Additional improvements in sense amplifier design are taught in U.S. Pat. No. 3,764,906 entitled "Stored Charge Detection by Charge Transfer", issued Oct. 9, 1973, to L. G. Heller and assigned to the instant assignee, which teaches a charge transfer, or bucket brigade, sensing technique which is insensitive to device parameters and can effectively transfer the storage capacitor voltage directly to the sense node. This technique, although more sensitive to input voltages, is slower than the dynamic latch due to the time required to fully charge the large bit/sense line capacitance through an FET approaching cutoff while operating in the saturation region. Improvements in charge transfer sense amplifiers are found in U.S. Pat. No. 3,760,381, entitled "Stored Charge Memory Detection Circuit", issued Sept. 18, 1973, to Y. L. Yao and assigned to the instant assignee, and in the article "Differential Sense Amplifier" by D. P. Spampinato, IBM Technical Disclosure Bulletin, November 1974, pp. 1797-8.
In summary, two different types of sense amplifiers have been previously proposed for use with single FET/capacitor memory cells. The dynamic cross-coupled latch, although faster, remains device parameter sensitive and therefore requires a larger input signal, while the charge transfer sense amplifier is more sensitive but slower.
Three additional prior art references are pertinent to certain aspects of the subject invention and, although they relate to diverse areas of the semiconductor art, are described below:
U.S. Pat. No. 3,549,912, entitled "JK Flip-Flop", issued Dec. 22, 1970 to R. G. Lewis, describes a bipolar flip-flop circuit which uses a capacitively coupled clock signal combined with pulse steering diodes to disable the conductive one of a pair of cross-coupled transistors in order to allow the static state of the flip-flop to be more quickly changed.
The article, "Sense Amplifier for IGFET Memory", by D. L. Critchlow, IBM Technical Disclosure Bulletin, November 1970, pp. 1720-2, shows a cross-coupled FET sense/latch circuit in which the source electrodes of the cross-coupled FETs are coupled to separate voltage nodes from which an output signal is derived. The nodes are initially unconditionally prebiased to the same DC potential.

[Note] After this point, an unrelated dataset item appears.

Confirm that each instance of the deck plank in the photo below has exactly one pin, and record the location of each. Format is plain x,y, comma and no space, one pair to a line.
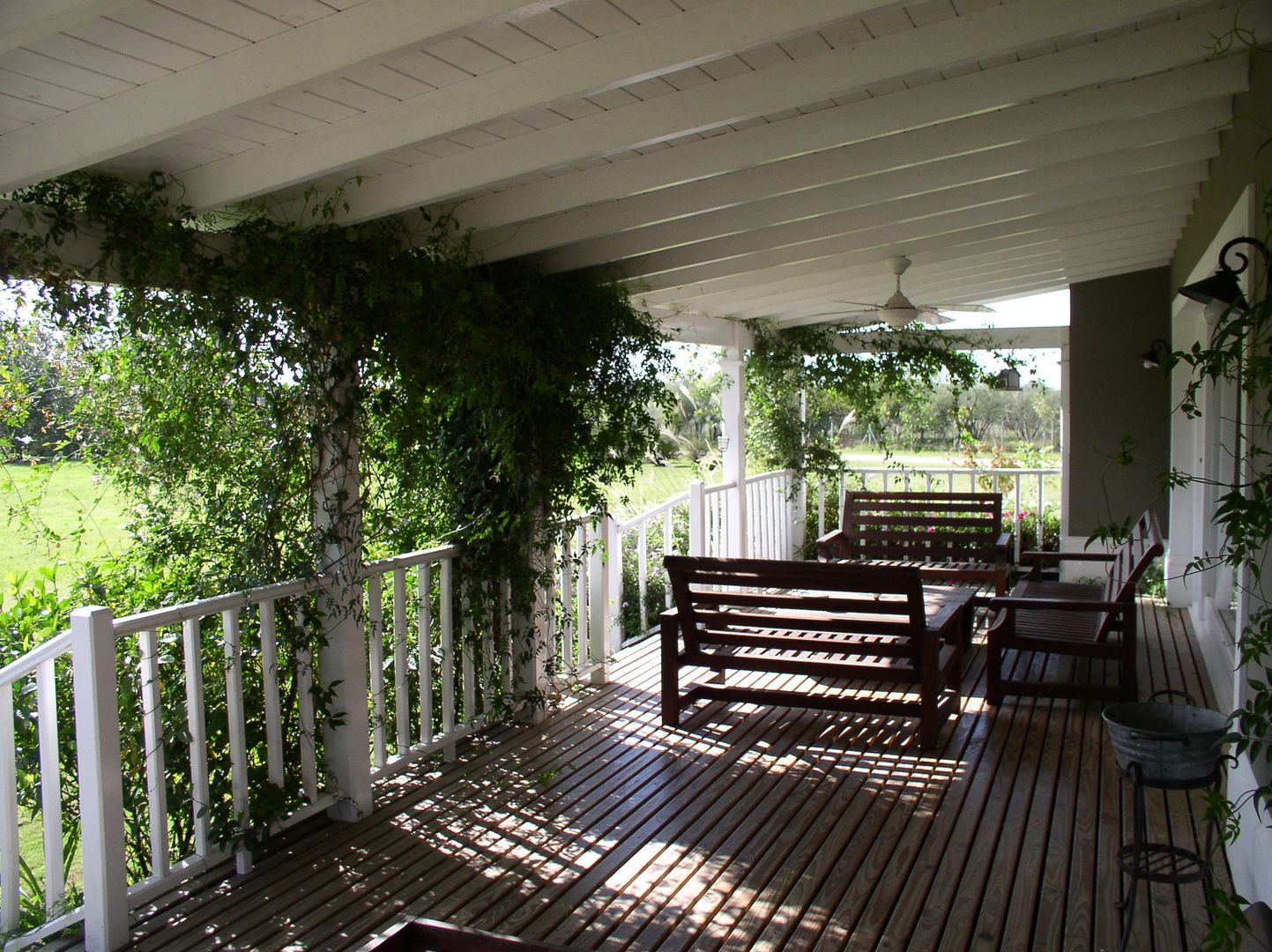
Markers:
744,828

U.S. Pat. No. 3,854,059, entitled "Flip-Flop Circuit", issued Dec. 10, 1974, to K. Nomiya et al., shows an FET flip-flop in which cross-coupled devices, having isolated source electrodes, are initially precharged. The circuit also includes separate source pull-down devices for each of the cross-coupled FET devices. In operation the circuit is responsive to logical input signals selectively applied to the precharged source nodes prior to activation of the source pull-down devices. Regenerative operation is prevented by a feedback interrupting device conditioned to be conductive only during a precharge period.